The company’s revenue has generally trended upward, growing from $2.41 billion in 2022 to $2.76 billion in 2023, before flattening out last year at $2.72 billion. Its bottom line has fluctuated over that time, with its loss more than doubling from $320 million in 2022 to $733 million in 2023, before it recorded a modest $24 million profit last year. The company ascribed the previous losses to severely depressed book values of its acquired insurance businesses, the result of falling global asset prices.

It’s worth noting that the company adopted new accounting standards IFRS 17 and IFRS 9 in 2023. IFRS 17 uses the concept of contractual service margin to replace the traditional recognition method for insurance premium revenue, which leads to the revenues being amortized over longer periods. Meanwhile, under IFRS 9, the fair value of financial assets is reflected in profits and losses, causing investment losses incurred at times of market volatility to be directly accounted for in the P&L statement, which erodes a company’s bottom line. 

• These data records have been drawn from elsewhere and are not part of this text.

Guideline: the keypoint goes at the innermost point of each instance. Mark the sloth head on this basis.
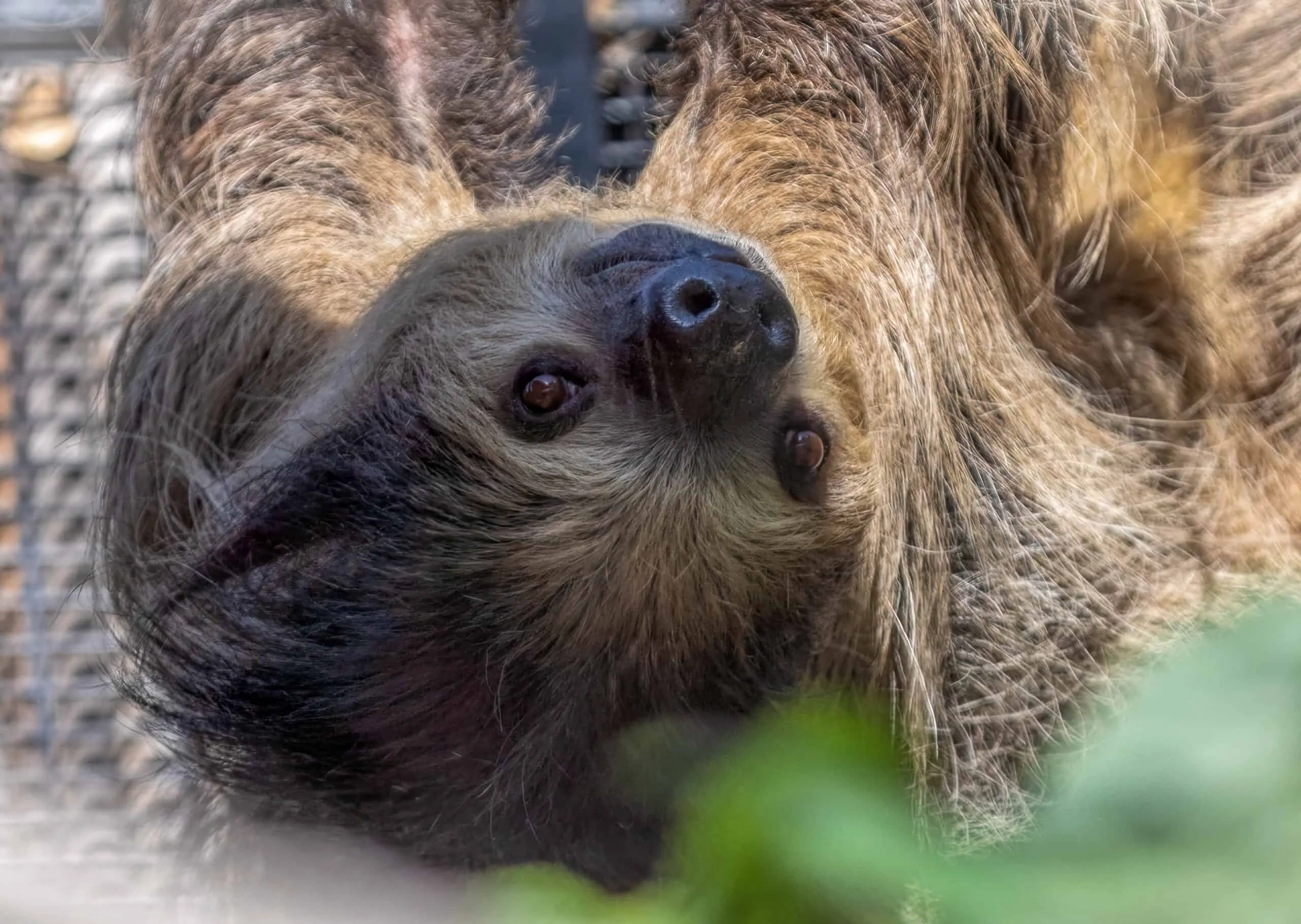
(560, 477)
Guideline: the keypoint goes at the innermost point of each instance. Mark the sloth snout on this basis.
(719, 334)
(699, 332)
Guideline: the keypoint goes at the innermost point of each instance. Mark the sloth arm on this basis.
(289, 152)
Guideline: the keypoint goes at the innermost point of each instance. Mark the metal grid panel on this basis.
(75, 781)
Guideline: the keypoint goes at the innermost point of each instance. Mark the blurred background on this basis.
(77, 787)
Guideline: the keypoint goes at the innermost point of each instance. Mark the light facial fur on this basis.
(1044, 262)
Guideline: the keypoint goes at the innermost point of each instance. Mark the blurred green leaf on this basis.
(1186, 808)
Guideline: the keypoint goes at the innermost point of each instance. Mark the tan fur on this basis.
(1049, 284)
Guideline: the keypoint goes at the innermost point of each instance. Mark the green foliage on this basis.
(1184, 808)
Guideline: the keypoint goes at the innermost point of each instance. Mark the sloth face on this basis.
(561, 477)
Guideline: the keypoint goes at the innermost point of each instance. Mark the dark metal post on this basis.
(560, 50)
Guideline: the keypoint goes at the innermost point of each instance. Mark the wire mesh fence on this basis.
(77, 785)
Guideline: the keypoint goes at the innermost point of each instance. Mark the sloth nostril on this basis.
(696, 298)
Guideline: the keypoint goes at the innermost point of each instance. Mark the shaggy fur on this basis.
(1046, 262)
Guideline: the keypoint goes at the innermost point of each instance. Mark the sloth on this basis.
(945, 353)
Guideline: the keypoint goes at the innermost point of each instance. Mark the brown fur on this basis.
(1045, 259)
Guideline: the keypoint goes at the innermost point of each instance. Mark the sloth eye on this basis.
(549, 397)
(800, 454)
(545, 393)
(806, 450)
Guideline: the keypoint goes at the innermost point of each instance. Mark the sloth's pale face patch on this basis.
(648, 467)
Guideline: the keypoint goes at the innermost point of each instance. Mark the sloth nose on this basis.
(719, 334)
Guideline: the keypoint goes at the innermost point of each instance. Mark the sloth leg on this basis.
(291, 156)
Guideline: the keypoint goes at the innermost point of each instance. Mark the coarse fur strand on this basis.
(1046, 263)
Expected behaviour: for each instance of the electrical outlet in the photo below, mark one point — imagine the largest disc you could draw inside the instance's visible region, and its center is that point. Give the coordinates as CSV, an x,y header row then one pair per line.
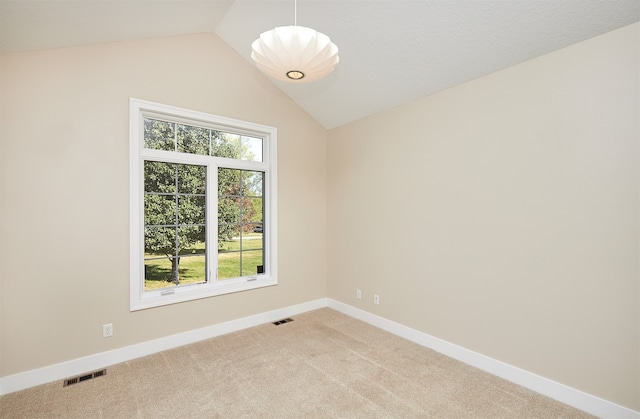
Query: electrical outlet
x,y
107,330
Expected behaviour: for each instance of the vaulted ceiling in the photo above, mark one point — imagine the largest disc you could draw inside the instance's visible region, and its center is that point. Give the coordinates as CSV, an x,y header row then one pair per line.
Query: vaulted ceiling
x,y
391,51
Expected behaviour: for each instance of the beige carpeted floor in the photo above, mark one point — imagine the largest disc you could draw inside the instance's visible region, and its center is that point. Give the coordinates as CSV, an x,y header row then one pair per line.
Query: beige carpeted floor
x,y
322,365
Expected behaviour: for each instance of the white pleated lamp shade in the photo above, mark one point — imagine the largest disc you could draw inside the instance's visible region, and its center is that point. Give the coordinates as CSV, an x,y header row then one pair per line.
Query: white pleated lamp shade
x,y
294,54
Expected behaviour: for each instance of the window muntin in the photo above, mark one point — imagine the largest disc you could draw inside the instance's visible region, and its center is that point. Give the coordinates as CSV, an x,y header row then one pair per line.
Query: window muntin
x,y
203,216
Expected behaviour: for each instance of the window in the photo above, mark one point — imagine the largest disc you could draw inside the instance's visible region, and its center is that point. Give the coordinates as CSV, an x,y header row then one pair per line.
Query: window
x,y
203,205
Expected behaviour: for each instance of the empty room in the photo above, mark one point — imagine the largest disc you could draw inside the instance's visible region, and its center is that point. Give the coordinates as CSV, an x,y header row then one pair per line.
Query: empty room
x,y
320,208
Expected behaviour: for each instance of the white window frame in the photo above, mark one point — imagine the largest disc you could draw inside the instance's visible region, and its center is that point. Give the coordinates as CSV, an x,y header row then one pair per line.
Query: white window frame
x,y
139,109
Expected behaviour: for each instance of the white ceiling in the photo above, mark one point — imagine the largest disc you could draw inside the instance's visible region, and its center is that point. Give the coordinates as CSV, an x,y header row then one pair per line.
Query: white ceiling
x,y
391,51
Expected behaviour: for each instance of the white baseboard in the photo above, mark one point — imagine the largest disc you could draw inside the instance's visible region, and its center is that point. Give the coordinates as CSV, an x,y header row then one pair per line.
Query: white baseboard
x,y
78,366
544,386
565,394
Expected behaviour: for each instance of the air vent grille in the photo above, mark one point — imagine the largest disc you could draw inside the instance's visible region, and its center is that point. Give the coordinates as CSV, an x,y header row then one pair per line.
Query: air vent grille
x,y
84,377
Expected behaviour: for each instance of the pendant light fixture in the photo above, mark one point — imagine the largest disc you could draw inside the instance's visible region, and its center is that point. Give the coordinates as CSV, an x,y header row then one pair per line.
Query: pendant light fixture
x,y
294,53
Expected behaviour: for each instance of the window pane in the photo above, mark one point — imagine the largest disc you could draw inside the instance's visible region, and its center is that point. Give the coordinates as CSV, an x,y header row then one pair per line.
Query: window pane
x,y
228,211
251,148
159,241
228,265
252,211
193,140
159,135
191,209
192,179
251,261
159,209
251,241
226,145
229,182
159,177
175,231
252,183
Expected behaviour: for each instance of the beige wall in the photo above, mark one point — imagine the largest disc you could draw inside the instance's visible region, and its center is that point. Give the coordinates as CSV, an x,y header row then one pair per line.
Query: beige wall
x,y
65,192
502,215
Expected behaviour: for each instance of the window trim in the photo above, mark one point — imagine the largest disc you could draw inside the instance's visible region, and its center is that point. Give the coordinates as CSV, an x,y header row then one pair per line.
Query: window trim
x,y
138,109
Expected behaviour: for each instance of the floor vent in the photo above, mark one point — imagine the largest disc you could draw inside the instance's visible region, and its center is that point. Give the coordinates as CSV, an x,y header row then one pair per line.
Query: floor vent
x,y
84,377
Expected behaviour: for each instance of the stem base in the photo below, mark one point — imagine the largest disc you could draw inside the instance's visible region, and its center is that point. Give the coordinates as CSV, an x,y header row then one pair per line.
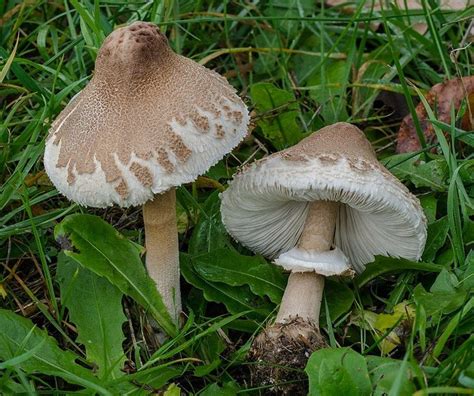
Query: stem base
x,y
279,350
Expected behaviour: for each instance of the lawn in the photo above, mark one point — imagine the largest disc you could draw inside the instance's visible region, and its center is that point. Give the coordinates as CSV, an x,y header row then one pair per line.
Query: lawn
x,y
78,312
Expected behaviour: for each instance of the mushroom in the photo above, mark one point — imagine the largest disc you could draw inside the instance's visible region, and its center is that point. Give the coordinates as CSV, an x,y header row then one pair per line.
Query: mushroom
x,y
323,207
149,120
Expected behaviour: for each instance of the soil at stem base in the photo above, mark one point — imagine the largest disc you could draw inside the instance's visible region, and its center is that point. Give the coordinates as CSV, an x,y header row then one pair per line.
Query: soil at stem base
x,y
281,352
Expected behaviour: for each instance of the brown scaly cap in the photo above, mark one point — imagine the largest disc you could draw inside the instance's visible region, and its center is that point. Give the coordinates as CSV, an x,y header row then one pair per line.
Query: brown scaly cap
x,y
337,140
149,120
266,205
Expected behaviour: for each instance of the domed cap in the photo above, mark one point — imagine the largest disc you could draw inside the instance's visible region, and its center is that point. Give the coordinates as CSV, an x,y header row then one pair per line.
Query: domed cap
x,y
149,120
266,205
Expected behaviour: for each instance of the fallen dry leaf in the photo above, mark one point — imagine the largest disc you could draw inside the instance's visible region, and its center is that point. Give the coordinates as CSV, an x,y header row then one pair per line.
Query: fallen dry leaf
x,y
440,98
419,26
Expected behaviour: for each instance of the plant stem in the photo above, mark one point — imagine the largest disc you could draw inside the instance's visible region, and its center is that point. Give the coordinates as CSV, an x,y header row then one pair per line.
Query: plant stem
x,y
162,250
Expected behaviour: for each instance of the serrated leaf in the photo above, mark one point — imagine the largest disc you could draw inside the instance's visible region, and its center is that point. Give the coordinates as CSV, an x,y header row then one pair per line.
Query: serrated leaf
x,y
234,269
95,307
339,299
383,265
279,111
100,248
439,302
384,372
437,234
20,336
237,299
339,371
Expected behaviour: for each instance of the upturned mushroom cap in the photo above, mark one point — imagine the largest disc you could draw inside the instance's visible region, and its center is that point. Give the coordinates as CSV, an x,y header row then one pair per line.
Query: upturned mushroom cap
x,y
149,120
266,205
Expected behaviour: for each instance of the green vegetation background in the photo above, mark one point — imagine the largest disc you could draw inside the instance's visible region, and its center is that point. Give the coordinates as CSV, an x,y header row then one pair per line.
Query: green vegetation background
x,y
70,321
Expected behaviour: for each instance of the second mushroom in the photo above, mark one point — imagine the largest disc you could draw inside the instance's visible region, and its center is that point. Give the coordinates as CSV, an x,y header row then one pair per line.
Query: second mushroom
x,y
323,207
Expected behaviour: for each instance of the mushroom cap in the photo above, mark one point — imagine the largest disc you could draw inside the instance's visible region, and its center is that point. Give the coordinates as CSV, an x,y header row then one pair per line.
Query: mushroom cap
x,y
266,204
149,120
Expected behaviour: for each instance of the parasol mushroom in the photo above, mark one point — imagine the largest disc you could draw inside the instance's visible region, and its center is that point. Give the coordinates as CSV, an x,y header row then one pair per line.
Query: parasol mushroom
x,y
323,207
149,120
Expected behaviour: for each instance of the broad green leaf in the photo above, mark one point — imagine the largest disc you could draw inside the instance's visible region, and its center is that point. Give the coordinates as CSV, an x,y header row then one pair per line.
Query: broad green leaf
x,y
429,204
439,302
437,234
432,174
339,298
278,110
95,307
382,325
340,371
20,336
383,265
384,372
466,378
100,248
234,269
328,90
237,299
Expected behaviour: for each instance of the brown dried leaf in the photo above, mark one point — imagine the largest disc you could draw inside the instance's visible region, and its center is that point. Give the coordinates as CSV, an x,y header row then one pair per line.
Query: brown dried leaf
x,y
440,98
419,26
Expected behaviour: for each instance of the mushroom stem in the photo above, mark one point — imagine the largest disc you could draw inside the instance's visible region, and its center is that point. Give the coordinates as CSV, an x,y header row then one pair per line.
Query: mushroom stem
x,y
304,291
162,250
303,295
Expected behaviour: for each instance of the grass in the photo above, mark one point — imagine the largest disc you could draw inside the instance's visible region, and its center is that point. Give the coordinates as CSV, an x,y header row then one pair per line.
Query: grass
x,y
299,66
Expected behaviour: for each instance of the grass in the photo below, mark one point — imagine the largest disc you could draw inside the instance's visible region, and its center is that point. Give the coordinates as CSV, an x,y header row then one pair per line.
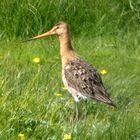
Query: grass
x,y
108,38
29,105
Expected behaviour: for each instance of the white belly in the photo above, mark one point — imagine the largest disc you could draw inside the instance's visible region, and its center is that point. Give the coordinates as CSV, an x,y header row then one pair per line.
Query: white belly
x,y
77,95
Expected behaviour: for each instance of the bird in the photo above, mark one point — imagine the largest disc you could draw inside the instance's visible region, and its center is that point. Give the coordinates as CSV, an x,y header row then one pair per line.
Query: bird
x,y
79,77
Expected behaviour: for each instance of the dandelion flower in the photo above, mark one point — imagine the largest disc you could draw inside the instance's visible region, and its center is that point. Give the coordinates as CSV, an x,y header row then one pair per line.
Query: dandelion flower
x,y
103,72
58,94
67,137
21,136
36,60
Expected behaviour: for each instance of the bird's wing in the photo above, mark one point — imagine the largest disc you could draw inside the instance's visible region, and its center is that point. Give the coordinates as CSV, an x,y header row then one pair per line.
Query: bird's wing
x,y
85,79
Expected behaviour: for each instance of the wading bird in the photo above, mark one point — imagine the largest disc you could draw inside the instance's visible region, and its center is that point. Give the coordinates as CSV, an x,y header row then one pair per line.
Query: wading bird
x,y
80,78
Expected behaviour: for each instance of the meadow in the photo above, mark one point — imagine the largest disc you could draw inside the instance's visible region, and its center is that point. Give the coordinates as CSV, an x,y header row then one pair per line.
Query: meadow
x,y
34,105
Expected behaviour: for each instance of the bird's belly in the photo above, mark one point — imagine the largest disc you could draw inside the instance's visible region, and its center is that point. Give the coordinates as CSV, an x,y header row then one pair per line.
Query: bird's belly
x,y
76,94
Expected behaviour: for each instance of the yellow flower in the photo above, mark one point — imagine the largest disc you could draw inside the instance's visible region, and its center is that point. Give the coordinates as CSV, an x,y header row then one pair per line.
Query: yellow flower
x,y
21,136
67,137
103,72
36,60
58,94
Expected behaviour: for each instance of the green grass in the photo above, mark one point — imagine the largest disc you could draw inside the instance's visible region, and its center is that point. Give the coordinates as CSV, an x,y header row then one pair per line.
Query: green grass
x,y
28,103
105,33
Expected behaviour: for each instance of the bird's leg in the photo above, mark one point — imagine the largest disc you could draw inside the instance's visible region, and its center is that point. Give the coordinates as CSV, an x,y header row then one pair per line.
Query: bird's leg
x,y
86,107
76,111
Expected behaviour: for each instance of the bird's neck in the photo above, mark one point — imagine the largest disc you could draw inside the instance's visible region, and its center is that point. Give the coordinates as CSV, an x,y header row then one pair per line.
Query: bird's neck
x,y
66,50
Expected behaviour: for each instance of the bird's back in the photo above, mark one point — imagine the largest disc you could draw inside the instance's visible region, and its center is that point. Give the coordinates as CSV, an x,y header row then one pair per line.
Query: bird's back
x,y
83,78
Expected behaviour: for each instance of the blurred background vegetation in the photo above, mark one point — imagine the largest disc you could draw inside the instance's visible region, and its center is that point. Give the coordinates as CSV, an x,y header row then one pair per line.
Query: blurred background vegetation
x,y
20,18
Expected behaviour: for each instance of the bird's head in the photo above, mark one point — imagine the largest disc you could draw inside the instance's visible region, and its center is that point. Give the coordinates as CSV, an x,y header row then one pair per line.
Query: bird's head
x,y
59,29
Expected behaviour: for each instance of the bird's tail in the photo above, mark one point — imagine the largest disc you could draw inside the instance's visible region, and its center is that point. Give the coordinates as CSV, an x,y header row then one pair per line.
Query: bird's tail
x,y
104,98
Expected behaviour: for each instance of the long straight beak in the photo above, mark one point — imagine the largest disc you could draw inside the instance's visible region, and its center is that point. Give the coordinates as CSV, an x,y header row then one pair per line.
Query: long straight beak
x,y
41,36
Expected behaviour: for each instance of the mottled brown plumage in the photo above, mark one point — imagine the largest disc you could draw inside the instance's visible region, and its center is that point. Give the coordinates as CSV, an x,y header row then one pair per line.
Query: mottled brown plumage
x,y
80,78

Under the new accounting standards, the company’s net investment return was positive in 2022 and 2024, at $48 million and $241 million, respectively, and negative in 2023, with a loss of $632 million. Such performance from an insurance company that prides itself on its prudent investing looks underwhelming, to say the least, even if the big 2023 investment loss was mainly the result of external factors.

Fast-growing China business

On a more positive note, FWD reported positive operating cash flow for the first time last year, partly due to $600 million in dividend payments it received from some of its regional business operations. In addition, its unused committed credit lines have increased to $1.4 billion and it obtained access to $1 billion in funds through early refinancing and syndicated loans, further boosting its financial flexibility.

Meanwhile, its core insurance business has expanded rapidly in Hong Kong and Macao, recording 56% year-on-year growth in annualized premium equivalent (APE) last year, reaching $800 million. A third of that came from Mainland Chinese tourists traveling to Hong Kong and Macao. Between 2022 and 2024, APE contributed by Mainland customers increased from $42 million to $264 million, up by more than a factor of six.

Insurance stocks tend to be undervalued in Hong Kong, but more recently they seem to be riding the tailwind from a broader uptick for China stocks this year. AIA Group (1299.HK) is up 17% year-to-date and Prudential (2378.HK) has jumped 44.5%. That appears to show investors are showing renewed interest in insurance tickers with regional exposure.

Despite its past listing failures, FWD Group has a relatively good story to tell, as one of Richard Li’s key investment arms in the fintech arena. Whether it can get investors to open up their wallets and buy its shares ultimately comes down to two key factors: will it be able to grab more market share and will it be able to keep turning profits.